The small Connecticut town (pop. 8,840) found itself the recipient of a $1 million grant to fund a local road rehabilitation project, but they turned the money down, partially because they didn't want to have to follow the over-engineered design standards. From the article:

However, some state Department of Transportation requirements concerned officials, notably a requirement for a 24-foot width roadway. Currently the northern segment of the lower section of East Hill is approximately 17 to 18 feet wide and with some yards, including stone walls being very close to the road, such a change would prove difficult. burdensome and likely expensive, town officials said at a Board of Selectmen meeting Wednesday.

There is also a pragmatic angle to this. To receive the grant funds, officials were going to have to spend roughly $135,000 on engineering and design and then might face additional costs that would not be covered by the grant.

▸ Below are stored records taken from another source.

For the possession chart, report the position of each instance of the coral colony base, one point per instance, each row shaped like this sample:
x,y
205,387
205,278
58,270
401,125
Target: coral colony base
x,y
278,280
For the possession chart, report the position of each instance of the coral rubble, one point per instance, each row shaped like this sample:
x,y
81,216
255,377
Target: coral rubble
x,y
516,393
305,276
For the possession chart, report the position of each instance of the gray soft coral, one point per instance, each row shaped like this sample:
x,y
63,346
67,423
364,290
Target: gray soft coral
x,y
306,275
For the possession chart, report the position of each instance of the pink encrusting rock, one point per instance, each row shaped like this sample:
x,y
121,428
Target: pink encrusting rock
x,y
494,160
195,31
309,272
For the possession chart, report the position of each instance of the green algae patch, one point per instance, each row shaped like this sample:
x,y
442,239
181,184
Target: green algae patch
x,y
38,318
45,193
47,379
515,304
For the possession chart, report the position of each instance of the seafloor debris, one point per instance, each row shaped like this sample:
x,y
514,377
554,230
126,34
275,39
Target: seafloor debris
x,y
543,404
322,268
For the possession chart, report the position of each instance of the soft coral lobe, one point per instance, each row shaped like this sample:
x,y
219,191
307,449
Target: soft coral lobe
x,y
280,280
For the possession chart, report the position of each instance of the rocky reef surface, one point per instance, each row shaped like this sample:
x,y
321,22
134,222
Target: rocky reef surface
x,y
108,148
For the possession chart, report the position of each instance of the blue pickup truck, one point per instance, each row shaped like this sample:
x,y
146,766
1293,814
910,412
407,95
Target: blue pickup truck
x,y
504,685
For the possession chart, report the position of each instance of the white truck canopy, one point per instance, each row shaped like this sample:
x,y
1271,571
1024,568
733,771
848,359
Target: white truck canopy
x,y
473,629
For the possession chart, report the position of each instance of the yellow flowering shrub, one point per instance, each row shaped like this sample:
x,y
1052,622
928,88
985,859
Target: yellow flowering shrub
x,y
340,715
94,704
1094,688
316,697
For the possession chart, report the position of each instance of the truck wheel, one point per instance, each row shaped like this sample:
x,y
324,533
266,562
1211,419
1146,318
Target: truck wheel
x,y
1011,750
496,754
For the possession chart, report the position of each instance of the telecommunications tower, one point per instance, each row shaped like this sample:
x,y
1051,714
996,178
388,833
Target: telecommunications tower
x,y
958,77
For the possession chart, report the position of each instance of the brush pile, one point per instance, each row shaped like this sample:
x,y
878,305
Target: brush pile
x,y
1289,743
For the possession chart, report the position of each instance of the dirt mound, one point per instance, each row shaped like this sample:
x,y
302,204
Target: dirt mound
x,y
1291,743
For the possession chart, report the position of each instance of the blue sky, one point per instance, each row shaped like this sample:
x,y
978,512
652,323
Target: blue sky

For an estimated $193,000, the city can do the project themselves, fix all the problems and keep the narrower, neighborhood-compatible road.

When all is said and done, accepting the state grant might prove just as expensive, [Project Administrator George] Wallace said.

Should we be spending federal and state money widening this road? Click the image to explore the area in Google Maps.

Should we be spending federal and state money widening this road? Click the image to explore the area in Google Maps.

It should be noted that the STP grant comes from the federal Surface Transportation Program, a federal transportation initiative often touted for its flexibility and innovation. When transportation advocacy organizations call for more funding, they are pushing mostly for additional STP funds.

Here's how the USDOT explains STP grants. Read this and see if you picture a road widening project on a country road in rural Connecticut.

The Surface Transportation Program (STP) (23 U.S.C. 133) is one of the main sources of flexible funding available for transit or highway purposes.  STP provides the greatest flexibility in the use of funds. These funds may be used (as capital funding) for public transportation capital improvements, car and vanpool projects, fringe and corridor parking facilities, bicycle and pedestrian facilities, and intercity or intracity bus terminals and bus facilities. As funding for planning, these funds can be used for surface transportation planning activities, wetland mitigation, transit research and development, and environmental analysis. Other eligible projects under STP include transit safety improvements and most transportation control measures.

Why is the United States government or even the state of Connecticut considering spending any money at all on a roadway project that is so hyper-local? Why, when our transportation system is so starved for revenue, is it a priority to spend gas tax dollars over-engineering a remote little trail like this? When we argue again and again and again that we shouldn't be putting more money into this system until it is fundamentally reformed, this is the kind of thing we're talking about. This should shock nobody -- this kind of thing happens all the time.

Canton is the city that said "no" (this one time). Consider the thousands that say "yes" and then you can stop wondering why our transportation funding systems are insolvent and our cities going bankrupt.